Iterative Science Fiction

Second Speak

Posted in Info, Uncategorized by Mark on May 12, 2011

I should tell you about Second Speak. It’s easier to hear from another human, rather than Kurt. If Kurt could go more glassy eyed and smile while he drones on, he would when he jabbers on about Second Speak.

Basically, it’s just clicking. Super fast clicking, as in 1000’s of clicks per second. But just clicking. It’s similar to morse code, like you see in ancient war films, but based on those old dial up modems in the pre-space-exploratory era. If you actually ever hear it, it sounds like whirring static. But machines translate it like a modem would and can tell the difference between that 2872 clicks and the other 3274 clicks.

And I didn’t get the reason they use it either when Kurt explained it to me. Data travels so fast nowadays, so resorting to audible sound seemed dumb, really. Why not just wirelessly send stuff to each other, or people’s implants? Apparently Second Men don’t want you to figure out what they’re talking about.

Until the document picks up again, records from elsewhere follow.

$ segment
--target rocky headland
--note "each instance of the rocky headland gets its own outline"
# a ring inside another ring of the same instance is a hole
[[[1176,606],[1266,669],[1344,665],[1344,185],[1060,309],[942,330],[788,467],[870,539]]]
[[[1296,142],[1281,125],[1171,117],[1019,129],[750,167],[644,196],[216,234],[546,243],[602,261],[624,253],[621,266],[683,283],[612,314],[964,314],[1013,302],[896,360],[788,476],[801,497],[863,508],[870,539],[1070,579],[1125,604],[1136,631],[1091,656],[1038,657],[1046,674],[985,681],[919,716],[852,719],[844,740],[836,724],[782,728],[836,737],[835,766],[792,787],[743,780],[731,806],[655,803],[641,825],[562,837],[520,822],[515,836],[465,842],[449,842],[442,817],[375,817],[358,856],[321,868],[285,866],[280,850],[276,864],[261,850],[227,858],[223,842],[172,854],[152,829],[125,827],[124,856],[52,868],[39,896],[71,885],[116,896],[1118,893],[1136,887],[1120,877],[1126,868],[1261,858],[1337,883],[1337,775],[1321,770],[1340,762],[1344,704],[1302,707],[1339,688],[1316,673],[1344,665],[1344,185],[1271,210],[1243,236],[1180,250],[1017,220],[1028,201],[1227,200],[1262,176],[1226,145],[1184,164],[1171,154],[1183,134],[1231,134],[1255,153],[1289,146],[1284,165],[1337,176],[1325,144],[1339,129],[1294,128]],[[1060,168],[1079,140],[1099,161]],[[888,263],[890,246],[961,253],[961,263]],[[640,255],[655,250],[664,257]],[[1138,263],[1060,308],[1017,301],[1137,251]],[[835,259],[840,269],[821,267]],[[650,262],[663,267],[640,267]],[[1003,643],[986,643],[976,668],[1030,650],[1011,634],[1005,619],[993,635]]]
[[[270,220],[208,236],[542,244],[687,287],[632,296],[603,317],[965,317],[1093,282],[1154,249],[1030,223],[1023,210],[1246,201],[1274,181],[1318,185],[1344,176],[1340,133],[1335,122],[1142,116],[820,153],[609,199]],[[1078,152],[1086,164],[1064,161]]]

See, brain cycles that could be spent encrypting and decrypting wireless signals could just be used for simple binary translation (since that’s how info is passed inside raw circuits anyways) and sent where you can actually hear it.  Outside the room, it’s almost impossible to hear the static noise, but wireless signals would be broadcast farther and could be intercepted. It’s the difference between you and I using inside voices and screaming at other people standing in front of us with megaphones all the time.

Could I have some kind of transcoder figure it out for me and spit the information in some kind of form I could use? Sure. But Second Men are like servants 500 years ago. Everyone who has one doesn’t care what their helpers think, so no one besides technicians and fake-psychiatrists — I mean, Second Psychiatrists — ever use one.

So most Second Men turn their wireless off and only enable it for a very limited time when they are retrieving specific data off the local ‘Net or if they have to relay complex holo-pics. Saves juice, and people don’t pick up on their conversations 100 feet away. Like background noise: I might not understand all 50 couples in a restaurant, but I have to talk louder to talk to my date.

Out here on the Ship, Kurt keeps his wireless on for convenience most of the time. In Mars orbit, he’d turn it off due to all the scatter traffic drifting out from the planet, but here in Deep space, outside the asteroid belt and between Saturn and Jupiter’s opposing positions, even the SolarNet stuff is diffused enough to get filtered out.

When we first started traveling together, I’d go days without seeing him, but hear him constantly. Then I eventually told him to knock it off, because I didn’t want to talk to Oz or some God-like voice coming out of the air. Then I had to explain why I wouldn’t want to talk to Oz or God.

Second Men, they just don’t know any manners.